The relationship between these two constants is worth noting: 200K / 50K = 4, meaning even if four tools each reach the per-tool ceiling, they're still safe within a single message. But if five or more parallel tools simultaneously return results near the ceiling, the message-level budget enforcement kicks in.

Persistence Threshold Calculation

The per-tool persistence threshold isn't simply equal to 50K — it's a multi-layer decision:

// utils/toolResultStorage.ts:55-78
export function getPersistenceThreshold(
  toolName: string,
  declaredMaxResultSizeChars: number,
): number {
  // Infinity = hard opt-out
  if (!Number.isFinite(declaredMaxResultSizeChars)) {
    return declaredMaxResultSizeChars
  }
  const overrides = getFeatureValue_CACHED_MAY_BE_STALE<Record<
    string, number
  > | null>(PERSIST_THRESHOLD_OVERRIDE_FLAG, {})
  const override = overrides?.[toolName]
  if (
    typeof override === 'number' &&
    Number.isFinite(override) &&
    override > 0
  ) {
    return override
  }
  return Math.min(declaredMaxResultSizeChars, DEFAULT_MAX_RESULT_SIZE_CHARS)
}

This function's decision logic forms a priority chain:

Table 12-1: Per-Tool Persistence Threshold Priority Chain

The first priority is particularly interesting: the Read tool sets its maxResultSizeChars to Infinity, meaning it's never persisted.
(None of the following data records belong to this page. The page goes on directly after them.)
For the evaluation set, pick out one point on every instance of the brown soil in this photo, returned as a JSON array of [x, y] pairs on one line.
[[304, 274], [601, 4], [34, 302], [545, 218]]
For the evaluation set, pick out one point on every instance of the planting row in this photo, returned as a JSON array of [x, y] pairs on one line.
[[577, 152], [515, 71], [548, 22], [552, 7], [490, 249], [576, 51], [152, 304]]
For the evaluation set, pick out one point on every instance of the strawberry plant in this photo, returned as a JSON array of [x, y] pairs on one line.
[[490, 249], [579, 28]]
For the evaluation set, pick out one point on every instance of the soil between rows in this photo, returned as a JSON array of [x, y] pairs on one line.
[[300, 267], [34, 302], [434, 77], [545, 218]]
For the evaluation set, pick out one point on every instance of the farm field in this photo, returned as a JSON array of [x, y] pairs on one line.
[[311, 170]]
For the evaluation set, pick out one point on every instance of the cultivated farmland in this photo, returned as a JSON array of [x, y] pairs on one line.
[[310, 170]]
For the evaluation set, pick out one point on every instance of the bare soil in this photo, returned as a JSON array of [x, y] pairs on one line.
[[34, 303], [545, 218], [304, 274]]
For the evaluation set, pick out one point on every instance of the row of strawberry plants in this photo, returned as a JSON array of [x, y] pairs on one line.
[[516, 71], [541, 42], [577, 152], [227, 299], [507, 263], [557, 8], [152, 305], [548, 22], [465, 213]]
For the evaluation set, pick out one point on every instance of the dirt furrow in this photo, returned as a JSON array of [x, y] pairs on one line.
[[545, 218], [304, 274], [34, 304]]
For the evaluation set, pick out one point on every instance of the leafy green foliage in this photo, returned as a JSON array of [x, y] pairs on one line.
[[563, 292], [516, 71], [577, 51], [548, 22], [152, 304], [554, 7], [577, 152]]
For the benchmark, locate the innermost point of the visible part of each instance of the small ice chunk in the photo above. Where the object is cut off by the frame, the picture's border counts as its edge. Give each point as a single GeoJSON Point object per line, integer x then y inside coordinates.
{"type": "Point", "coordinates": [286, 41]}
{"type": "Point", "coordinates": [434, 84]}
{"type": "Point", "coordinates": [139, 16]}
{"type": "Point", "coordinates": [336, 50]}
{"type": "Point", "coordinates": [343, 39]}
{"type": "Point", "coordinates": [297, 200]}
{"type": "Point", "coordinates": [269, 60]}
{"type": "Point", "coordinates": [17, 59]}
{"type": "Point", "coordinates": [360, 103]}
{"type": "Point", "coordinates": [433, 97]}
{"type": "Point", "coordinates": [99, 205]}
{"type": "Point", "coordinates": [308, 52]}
Source comments (lines 59-61) explain the reason — if the Read tool's output were persisted to a file, the model would need to call Read again to read that file, creating a loop. The Read tool controls output size through its own maxTokens parameter and doesn't rely on the general persistence mechanism.

Persistence Flow

When a tool result exceeds the threshold, the maybePersistLargeToolResult function executes the following flow:

flowchart TD
    A["Tool execution completes, produces result"] --> B{"Is result content empty?"}
    B -->|Yes| C["Inject placeholder text<br/>(toolName completed with no output)"]
    B -->|No| D{"Contains image blocks?"}
    D -->|Yes| E["Return as-is<br/>(images must be sent to the model)"]
    D -->|No| F{"size <= threshold?"}
    F -->|Yes| G["Return as-is"]
    F -->|No| H["persistToolResult()<br/>Write to disk file, generate 2KB preview"]
    H --> I["buildLargeToolResultMessage()<br/>Build substitute message:<br/>persisted-output file path + preview"]

Figure 12-1: Tool Result Persistence Decision Flow

Two implementation details worth noting:

Empty result handling (lines 280-295): Empty tool_result content causes certain models (the comments mention "capybara") to mistakenly identify a conversation turn boundary, erroneously ending output. This is because the server-side renderer doesn't insert an \n\nAssistant: marker after tool_result, and empty content matches the \n\nHuman: stop sequence pattern. The solution is injecting a brief placeholder string (toolName completed with no output).

File write idempotency (lines 161-172): persistToolResult uses flag: 'wx' to write files, meaning it throws an EEXIST error if the file already exists — the function catches and ignores this error. This design handles the duplicate persistence problem when microcompact replays original messages: tool_use_id is unique per invocation, content for the same ID is deterministic, so skipping existing files is safe.

Post-Persistence Message Format

After persistence, the message the model actually sees looks like this:

<persisted-output>
Output too large (82.3 KB). Full output saved to:
  /path/to/session/tool-results/toolu_01XYZ.txt

Preview (first 2.0 KB):
[First 2000 bytes of content, truncated at newline boundary]
...
</persisted-output>

The preview generation logic (lines 339-356) tries to truncate at newline boundaries to avoid cutting a line in the middle. If the last newline position is before 50% of the limit (meaning either there's only one line or lines are very long), it falls back to the exact byte limit.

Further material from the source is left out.